What should we make of these outcomes? Some will say that while these outcomes are regrettable, the problem isn’t with the measuring instrument. The quality of education in the U.S. is uneven, and that is what SAT outcomes reveal. Similarly, access to physical and social activities is uneven for people with disabilities and chronic illnesses—and some disabilities inherently limit participation—and this is what quality of life outcomes reveal.
Not everyone agrees. Ableist expectations about a “good” quality of life are often built into the design of quality of life measures. For instance, an instrument assessing the quality of life of a person with epilepsy may focus on the number and severity of seizures, rather than on stigma and privacy. People with epilepsy report that assumptions about how seizures affect a person’s ability to function are important to a good quality of life. For example, if an employer believes that seizures limit performance, then their number and frequency takes on a special significance. Thus, part of the problem with frequent and/or severe seizures is the lack of control one has over where they happen, and who might witness them, in short, seizures tend to violate privacy. Although the FDA has tried to improve the measure development process to include patient perspectives, change is slow. Similar to quality of life measures we see certain expectations built into the design of SATs. SATs are designed with the expectation that college readiness is a matter of conscious knowledge delivered under time pressure. This expectation rewards students who are good at recalling certain kinds of facts and working through certain kinds of problems. Even the College Board recognizes this is a flawed expectation, and last year tried to add an “adversity score” (they abandoned the attempt a few months later).
Another problem with SATs and quality of life measures is “differential item functioning” or DIF. DIF occurs when different groups—say, White students and African American students—have different probabilities of getting a question right even though the groups both have the same, say, reading ability. In quality of life measures, DIF is also investigated across time. For instance, my quality of life is supposedly the same, but I answer a question about my ability to participate in leisure activities differently now than I did two months ago.
When DIF is present, it suggests that a question is biased. This bias, in turn, suggests a problem with the validity of the instrument. Multiple studies have found DIF relationships between the difficulty of items on the SAT and different racial groups. DIF is also found on questions in quality of life measures.
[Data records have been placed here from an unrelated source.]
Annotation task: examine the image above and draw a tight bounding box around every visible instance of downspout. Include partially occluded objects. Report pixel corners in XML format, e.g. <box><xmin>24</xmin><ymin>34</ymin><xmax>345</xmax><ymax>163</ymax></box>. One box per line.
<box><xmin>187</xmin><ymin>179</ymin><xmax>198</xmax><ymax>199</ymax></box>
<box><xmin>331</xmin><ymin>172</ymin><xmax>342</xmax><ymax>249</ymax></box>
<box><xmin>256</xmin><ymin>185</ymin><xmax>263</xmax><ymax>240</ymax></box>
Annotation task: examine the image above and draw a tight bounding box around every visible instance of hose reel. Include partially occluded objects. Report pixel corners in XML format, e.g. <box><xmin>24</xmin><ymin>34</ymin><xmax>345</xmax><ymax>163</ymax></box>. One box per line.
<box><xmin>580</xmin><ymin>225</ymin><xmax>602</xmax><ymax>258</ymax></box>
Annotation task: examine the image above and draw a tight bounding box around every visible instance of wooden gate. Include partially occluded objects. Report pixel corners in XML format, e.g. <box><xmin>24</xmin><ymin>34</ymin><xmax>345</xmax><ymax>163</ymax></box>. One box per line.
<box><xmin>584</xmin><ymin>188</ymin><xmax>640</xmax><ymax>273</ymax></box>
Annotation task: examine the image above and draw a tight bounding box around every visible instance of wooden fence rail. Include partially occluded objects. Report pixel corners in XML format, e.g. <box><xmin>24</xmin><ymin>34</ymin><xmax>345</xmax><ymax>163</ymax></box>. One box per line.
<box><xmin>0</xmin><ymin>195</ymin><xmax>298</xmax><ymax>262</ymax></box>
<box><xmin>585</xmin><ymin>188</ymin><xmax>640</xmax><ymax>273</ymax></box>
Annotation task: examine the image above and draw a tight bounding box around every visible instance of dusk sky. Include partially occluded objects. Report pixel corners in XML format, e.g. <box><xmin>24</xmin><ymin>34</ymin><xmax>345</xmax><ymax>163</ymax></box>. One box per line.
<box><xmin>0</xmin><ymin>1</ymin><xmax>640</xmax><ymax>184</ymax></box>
Measures, like humans, are imperfect and complex. It is important to remember this as we strive to fulfill our ideals. Measurement is not our North Star. As we aim for equity in public health and elsewhere, we must use measures with our eyes open to their flaws.
There is some very good literature that can help to open our eyes to bias in health measurement. Quality of Life and Human Difference: Genetic Testing, Health Care, and Disability is an excellent anthology with some relevant pieces, in particular, this one authored by Ron Amundson. There is also this more recent paper from the Kennedy Institute of Ethics Journal, and here is a paper I co-authored that explores one version of DIF (referred to as response shift) in quality of life measurement. Or you might take the advice that was recently given to me by a patient advocate who is herself disabled: consider getting involved with the FDA’s Patient Representative Program. This program gives patients and patient advocates the opportunity to work with the FDA directly to improve the development of measures, such as patient-reported outcome measures (which measure constructs such as quality of life or physical functioning) and provide direct input into drug approvals.